[ARM][AArch64] Vector intrinsics do not match hardware behavior for NaN, subnormals #128006

ostannard · 2025-02-20T13:44:54Z

The ARM/AArch64 vector intrinsics are defined as having the exact same behaviour as the hardware instructions.

For MVE:

The behavior of an intrinsic is specified to be equivalent to the MVE instruction it is mapped to in [MVE]. Intrinsics are specified as a mapping between their name, arguments and return values and the MVE instruction and assembler operands which they are equivalent to.

A compiler may make use of the as-if rule from C [C99] (5.1.2.3) to perform optimizations which preserve the instruction semantics.

For AdvSIMD:

The behavior of an intrinsic is specified to be equivalent to the AArch64 instruction it is mapped to in [Neon]. Intrinsics are specified as a mapping between their name, arguments and return values and the AArch64 instruction and assembler operands which they are equivalent to.

A compiler may make use of the as-if rule from C [C99] (5.1.2.3) to perform optimizations which preserve the instruction semantics.

However, clang does constant folding which doesn't always match the hardware's exact behaviour in cases like NaNs or subnormals.
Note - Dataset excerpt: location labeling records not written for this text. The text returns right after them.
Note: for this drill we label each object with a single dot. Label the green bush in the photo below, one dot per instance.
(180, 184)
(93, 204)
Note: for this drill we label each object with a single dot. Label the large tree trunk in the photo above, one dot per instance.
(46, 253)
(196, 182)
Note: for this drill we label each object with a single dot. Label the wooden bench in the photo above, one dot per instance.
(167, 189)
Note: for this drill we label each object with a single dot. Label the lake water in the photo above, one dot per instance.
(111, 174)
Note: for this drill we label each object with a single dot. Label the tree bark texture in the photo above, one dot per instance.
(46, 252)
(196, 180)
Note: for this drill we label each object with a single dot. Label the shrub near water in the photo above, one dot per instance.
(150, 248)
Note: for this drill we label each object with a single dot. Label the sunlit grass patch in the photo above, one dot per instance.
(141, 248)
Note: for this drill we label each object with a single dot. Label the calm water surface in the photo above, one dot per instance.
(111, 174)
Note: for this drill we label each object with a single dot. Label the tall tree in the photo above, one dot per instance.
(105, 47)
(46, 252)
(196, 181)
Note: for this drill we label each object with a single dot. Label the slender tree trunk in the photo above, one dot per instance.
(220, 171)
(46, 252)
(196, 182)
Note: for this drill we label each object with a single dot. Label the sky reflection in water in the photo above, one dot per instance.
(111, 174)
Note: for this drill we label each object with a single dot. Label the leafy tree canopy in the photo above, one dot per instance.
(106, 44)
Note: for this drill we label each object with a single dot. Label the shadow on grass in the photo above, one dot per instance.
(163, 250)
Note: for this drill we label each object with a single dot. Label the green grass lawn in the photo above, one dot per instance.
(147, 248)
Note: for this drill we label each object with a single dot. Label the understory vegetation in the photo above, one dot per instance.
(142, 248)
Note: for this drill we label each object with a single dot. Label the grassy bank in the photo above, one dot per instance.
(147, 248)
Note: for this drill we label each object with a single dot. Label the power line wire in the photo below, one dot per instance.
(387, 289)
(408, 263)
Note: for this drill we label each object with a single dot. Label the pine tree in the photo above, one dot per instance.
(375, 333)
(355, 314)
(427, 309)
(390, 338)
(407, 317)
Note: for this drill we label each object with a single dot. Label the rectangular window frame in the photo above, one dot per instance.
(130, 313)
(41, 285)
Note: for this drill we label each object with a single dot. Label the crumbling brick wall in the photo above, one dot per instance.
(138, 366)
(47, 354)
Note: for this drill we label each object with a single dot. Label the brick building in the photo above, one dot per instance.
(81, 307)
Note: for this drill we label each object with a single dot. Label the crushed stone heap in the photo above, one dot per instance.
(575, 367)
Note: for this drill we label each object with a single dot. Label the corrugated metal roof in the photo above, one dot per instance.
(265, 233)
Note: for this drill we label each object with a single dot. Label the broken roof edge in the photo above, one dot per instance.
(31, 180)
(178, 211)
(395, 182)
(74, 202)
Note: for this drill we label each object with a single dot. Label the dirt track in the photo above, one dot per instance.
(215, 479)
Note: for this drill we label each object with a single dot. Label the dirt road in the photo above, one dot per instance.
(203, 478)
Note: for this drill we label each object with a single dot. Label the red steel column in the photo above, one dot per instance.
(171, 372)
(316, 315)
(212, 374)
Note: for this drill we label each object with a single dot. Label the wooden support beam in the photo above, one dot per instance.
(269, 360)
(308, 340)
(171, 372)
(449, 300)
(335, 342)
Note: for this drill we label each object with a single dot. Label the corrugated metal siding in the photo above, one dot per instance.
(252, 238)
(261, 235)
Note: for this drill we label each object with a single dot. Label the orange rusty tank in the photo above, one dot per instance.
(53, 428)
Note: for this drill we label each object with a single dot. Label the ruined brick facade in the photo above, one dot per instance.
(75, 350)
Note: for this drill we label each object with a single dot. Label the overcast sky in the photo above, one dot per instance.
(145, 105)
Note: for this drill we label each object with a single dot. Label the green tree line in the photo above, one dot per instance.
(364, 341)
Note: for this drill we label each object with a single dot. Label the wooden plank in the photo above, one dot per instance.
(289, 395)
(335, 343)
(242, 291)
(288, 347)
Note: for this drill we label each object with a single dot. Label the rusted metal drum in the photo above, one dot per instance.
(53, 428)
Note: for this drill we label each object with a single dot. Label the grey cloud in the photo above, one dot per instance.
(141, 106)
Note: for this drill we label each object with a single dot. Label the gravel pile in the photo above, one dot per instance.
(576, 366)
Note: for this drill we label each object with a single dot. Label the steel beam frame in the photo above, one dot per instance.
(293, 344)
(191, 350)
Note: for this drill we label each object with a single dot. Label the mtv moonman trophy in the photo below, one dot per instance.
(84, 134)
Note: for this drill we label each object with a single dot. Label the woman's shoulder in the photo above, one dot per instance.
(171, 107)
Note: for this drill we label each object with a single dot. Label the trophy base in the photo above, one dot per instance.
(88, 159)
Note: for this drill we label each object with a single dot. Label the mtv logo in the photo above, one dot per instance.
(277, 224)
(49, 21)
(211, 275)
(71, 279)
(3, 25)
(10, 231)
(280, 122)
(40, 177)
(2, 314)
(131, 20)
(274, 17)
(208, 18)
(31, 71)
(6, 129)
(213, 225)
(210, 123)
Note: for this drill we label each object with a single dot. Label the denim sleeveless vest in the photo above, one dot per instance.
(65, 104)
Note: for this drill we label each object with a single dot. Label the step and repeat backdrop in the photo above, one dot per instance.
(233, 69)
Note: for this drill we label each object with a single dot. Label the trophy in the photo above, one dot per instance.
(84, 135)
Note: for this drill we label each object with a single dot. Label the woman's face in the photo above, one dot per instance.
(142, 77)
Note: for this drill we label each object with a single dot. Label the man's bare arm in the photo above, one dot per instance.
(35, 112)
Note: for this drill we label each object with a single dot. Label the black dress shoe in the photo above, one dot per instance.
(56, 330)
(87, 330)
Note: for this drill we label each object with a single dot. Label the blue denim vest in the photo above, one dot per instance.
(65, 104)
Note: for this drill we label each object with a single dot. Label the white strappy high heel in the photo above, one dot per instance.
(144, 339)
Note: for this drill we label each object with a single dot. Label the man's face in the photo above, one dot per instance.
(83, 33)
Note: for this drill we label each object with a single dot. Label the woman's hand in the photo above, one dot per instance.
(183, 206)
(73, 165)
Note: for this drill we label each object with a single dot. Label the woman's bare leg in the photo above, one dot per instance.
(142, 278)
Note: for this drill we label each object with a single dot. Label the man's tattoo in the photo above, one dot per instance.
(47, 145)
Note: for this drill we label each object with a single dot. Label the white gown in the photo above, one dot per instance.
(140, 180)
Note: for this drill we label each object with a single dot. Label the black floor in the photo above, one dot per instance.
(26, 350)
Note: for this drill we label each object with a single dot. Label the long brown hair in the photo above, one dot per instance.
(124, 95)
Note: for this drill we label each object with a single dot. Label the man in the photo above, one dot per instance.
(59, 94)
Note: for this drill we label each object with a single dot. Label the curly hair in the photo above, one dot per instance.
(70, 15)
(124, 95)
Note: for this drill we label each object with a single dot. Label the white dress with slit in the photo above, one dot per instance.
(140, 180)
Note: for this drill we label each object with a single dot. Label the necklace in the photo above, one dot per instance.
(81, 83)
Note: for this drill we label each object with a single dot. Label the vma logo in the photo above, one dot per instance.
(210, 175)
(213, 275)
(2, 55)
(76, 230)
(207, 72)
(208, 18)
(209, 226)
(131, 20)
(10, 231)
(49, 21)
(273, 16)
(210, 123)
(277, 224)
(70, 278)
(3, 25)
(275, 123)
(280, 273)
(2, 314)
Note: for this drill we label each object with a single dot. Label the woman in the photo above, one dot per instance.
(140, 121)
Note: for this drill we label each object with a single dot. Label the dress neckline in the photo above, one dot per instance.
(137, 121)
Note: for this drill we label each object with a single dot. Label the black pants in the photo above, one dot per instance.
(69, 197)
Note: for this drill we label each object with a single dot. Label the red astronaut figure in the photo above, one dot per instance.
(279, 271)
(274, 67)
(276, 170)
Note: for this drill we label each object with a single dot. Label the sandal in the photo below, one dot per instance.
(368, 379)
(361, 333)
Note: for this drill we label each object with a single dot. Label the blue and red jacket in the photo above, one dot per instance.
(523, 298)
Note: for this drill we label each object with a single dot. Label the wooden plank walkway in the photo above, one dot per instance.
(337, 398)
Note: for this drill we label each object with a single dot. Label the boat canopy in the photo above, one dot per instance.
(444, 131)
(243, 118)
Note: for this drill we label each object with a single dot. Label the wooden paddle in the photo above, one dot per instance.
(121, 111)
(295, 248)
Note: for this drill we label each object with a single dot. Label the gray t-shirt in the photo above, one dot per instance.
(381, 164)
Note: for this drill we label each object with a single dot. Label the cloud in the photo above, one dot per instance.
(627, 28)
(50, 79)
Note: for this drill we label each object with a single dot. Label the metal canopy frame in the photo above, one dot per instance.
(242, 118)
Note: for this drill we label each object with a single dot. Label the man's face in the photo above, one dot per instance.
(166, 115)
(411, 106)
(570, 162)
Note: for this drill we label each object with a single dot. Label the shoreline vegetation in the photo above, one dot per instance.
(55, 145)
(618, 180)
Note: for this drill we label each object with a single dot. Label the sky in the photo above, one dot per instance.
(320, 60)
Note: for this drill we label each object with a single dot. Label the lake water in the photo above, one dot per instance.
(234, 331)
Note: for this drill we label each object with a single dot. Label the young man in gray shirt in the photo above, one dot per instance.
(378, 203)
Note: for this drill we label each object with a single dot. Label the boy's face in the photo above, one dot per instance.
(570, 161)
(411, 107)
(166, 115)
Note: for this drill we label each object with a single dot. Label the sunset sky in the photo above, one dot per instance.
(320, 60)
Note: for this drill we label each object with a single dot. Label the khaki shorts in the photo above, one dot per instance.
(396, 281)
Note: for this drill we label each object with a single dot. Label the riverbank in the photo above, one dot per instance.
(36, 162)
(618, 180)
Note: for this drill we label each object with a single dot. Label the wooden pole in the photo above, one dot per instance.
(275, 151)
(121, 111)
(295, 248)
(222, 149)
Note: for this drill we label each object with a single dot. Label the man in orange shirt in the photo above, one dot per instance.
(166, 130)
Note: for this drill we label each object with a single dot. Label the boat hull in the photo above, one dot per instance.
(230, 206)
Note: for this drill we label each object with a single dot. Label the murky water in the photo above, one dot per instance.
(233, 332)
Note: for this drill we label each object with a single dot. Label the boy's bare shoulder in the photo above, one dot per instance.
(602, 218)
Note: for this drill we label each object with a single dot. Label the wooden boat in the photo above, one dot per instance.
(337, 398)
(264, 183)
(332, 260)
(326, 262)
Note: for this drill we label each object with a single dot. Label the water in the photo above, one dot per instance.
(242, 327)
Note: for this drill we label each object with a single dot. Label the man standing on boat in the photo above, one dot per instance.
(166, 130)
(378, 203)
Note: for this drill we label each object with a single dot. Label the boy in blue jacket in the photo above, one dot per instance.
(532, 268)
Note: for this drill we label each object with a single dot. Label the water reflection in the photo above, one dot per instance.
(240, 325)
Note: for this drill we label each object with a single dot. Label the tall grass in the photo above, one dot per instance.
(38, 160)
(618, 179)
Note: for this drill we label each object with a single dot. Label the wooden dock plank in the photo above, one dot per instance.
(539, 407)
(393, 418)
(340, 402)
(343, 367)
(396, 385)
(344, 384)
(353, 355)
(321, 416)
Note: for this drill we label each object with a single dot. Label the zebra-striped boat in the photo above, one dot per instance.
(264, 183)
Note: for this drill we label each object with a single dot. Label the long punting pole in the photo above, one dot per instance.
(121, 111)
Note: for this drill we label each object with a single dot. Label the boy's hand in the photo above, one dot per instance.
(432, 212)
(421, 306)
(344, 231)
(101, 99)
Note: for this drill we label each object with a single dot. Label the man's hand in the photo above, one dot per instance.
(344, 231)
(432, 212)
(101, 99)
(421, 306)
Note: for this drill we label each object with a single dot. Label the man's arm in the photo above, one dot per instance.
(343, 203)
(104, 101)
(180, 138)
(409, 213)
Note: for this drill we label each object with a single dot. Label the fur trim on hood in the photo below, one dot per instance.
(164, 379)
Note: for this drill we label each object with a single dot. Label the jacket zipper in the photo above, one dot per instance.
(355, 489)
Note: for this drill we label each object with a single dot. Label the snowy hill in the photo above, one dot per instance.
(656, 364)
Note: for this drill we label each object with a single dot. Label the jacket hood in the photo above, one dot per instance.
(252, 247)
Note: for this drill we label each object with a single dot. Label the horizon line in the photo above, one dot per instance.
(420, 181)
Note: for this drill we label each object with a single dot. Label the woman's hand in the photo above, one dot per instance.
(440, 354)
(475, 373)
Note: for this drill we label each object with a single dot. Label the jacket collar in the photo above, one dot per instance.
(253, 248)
For example, the MVE instructions always use a "default NaN" of 0x7ffc0000 (for single-precision) when the result of the instruction is any NaN, but we constant-fold this code down to return the input NaN value of 0xffffff42:

#include <arm_mve.h>

uint32x4_t foo() {
  float32x4_t nan = vreinterpretq_f32_u32(vdupq_n_u32(0xffffff42));
  float32x4_t nan_plus_nan = vaddq_f32(nan, nan);
  return vreinterpretq_u32_f32(nan_plus_nan);
}

$ /work/llvm/build/bin/clang --target=arm-none-eabi -march=armv8.1-m.main+mve.fp -S nan.c -o - -O1 -mfloat-abi=hard
...
foo:
        .fnstart
@ %bb.0:                                @ %entry
        vmvn.i32        q0, #0xbd
        bx      lr
...

For subnormals, MVE instructions always flush input subnormal values to zero, but we optimise this code as if that was not the case, so the result gets rounded up to 1.0f:

#include <arm_mve.h>

float32x4_t bar() {
  float32x4_t smallest_subnormal = vreinterpretq_f32_u32(vdupq_n_u32(1));
  float32x4_t round_up = vrndpq_f32(smallest_subnormal);
  return round_up;
}

$ /work/llvm/build/bin/clang --target=arm-none-eabi -march=armv8.1-m.main+mve.fp -S subnormal.c -o - -O1 -mfloat-abi=hard
...
bar:
        .fnstart
@ %bb.0:                                @ %entry
        mov.w   r0, #1065353216
        vdup.32 q0, r0
        bx      lr
...

For AArch64 AdvSIMD, the rounding mode and subnormal flushing behaviour are configurable with the FPCR register, but we also emit code which constant-folds these operations.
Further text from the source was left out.